Garbo and Murnau (photomontage)

Murnau’s Death Mask
In 1931, seven days before the premiere of his film Tabu, he allowed a fourteen year-old Filipino boy named Garcia Stevenson to ride his limo. And for some absolutely bizarre reason, he let the boy drive the Packard vehicle beside him.

Stevenson, driving too fast and swerving to avoid a truck, eventually crashed against an electric pole, killing the legendary film director. Garcia was not hurt, nor the other person in the car, but Murnau’s head was cracked open on a roadside pole and he died at hospital shortly afterwards. He was 42 years old.

While the scandalous rumors surrounding Murnau's death resulted in the appearance of only a handful of mourners at his funeral, Garbo showed up during the interment. Garbo also commissioned a death mask of him, which she kept on her desk during her years in Hollywood (not for her whole life, as many may think).

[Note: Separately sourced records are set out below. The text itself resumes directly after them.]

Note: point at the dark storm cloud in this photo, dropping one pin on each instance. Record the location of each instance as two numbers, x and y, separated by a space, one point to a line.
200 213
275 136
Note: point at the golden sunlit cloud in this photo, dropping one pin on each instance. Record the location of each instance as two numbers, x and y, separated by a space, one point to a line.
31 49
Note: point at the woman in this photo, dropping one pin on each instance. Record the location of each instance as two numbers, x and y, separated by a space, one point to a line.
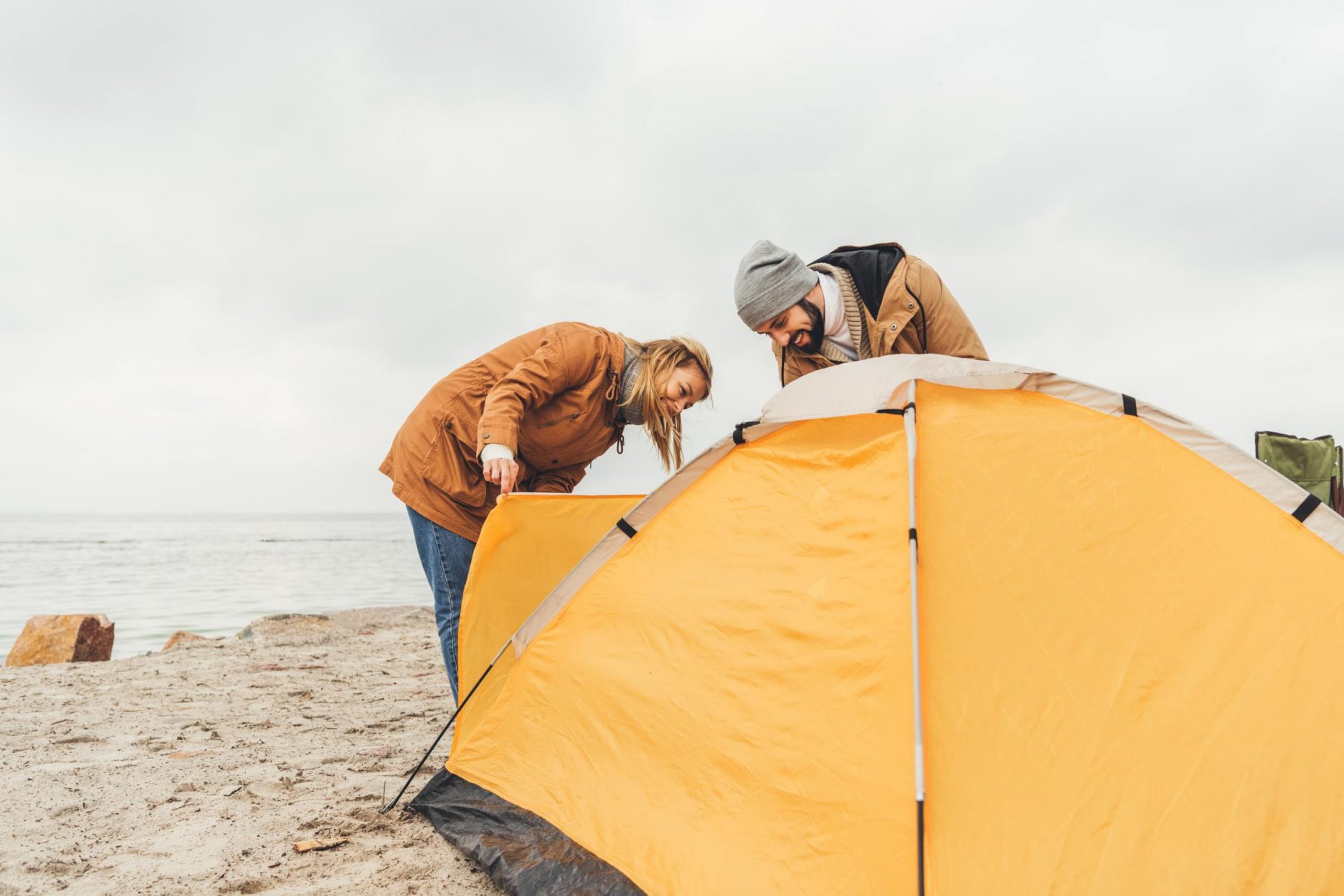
530 416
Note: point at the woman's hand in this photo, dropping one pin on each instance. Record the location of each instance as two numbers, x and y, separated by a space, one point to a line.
502 472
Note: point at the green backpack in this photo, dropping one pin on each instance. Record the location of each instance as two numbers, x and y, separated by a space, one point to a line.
1318 465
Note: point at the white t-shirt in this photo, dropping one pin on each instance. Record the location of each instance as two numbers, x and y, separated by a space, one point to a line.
836 328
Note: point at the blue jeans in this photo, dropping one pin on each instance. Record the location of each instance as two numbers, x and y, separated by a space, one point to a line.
447 556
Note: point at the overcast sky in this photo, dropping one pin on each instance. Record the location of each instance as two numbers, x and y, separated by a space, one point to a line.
239 242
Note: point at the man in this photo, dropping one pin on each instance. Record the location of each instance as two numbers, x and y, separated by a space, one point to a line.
857 303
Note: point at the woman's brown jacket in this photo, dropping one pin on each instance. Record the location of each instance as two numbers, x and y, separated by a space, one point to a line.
550 395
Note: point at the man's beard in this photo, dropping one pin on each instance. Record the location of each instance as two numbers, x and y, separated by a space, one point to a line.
816 328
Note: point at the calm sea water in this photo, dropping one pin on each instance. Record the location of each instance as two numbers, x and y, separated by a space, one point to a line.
206 574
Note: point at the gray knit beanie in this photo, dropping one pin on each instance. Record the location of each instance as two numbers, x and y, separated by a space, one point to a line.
769 281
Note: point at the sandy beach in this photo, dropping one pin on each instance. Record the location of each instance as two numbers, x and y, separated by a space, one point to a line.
198 769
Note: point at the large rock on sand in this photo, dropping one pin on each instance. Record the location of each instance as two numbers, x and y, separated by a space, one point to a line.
65 638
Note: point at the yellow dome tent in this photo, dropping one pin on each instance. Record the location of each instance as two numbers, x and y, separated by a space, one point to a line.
929 626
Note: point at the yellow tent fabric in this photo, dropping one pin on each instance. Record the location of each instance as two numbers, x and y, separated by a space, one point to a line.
527 546
1129 662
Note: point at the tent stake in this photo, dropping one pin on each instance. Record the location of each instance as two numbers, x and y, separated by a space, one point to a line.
450 719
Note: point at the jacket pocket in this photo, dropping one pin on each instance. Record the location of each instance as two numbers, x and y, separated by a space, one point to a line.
450 467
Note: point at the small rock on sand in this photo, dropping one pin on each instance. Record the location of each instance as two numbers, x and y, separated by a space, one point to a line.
65 638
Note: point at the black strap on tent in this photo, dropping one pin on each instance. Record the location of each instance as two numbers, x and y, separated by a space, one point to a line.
447 726
920 835
1306 508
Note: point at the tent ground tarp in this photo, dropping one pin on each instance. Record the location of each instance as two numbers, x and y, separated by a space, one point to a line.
522 852
1128 652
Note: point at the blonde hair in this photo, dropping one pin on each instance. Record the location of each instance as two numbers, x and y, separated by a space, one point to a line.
660 358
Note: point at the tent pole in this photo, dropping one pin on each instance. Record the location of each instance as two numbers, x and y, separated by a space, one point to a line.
911 448
450 719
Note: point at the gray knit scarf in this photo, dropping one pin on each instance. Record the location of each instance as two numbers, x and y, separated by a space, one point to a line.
625 410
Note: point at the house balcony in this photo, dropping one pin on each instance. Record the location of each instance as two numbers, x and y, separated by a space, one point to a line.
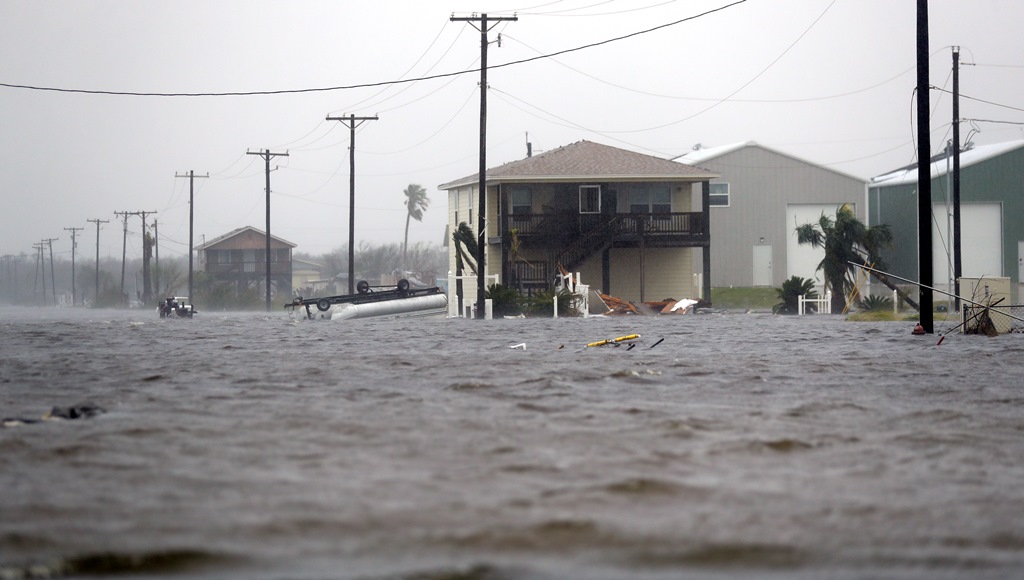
248 270
673 230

Decades later, Garbo gave the Mask to Murnau’s family.

Murnau was later entombed on Southwest Cemetery (Südwest-Kirchhof Stahnsdorf) in Stahnsdorf near Berlin.


Garbo and the Death Mask (photomontage)

A death mask is a wax or plaster cast made of a person’s face following death. Death masks may be mementos of the dead, or be used for creation of portraits.

Today, the Death Mask belongs to the Filmmuseum in Berlin/Germany.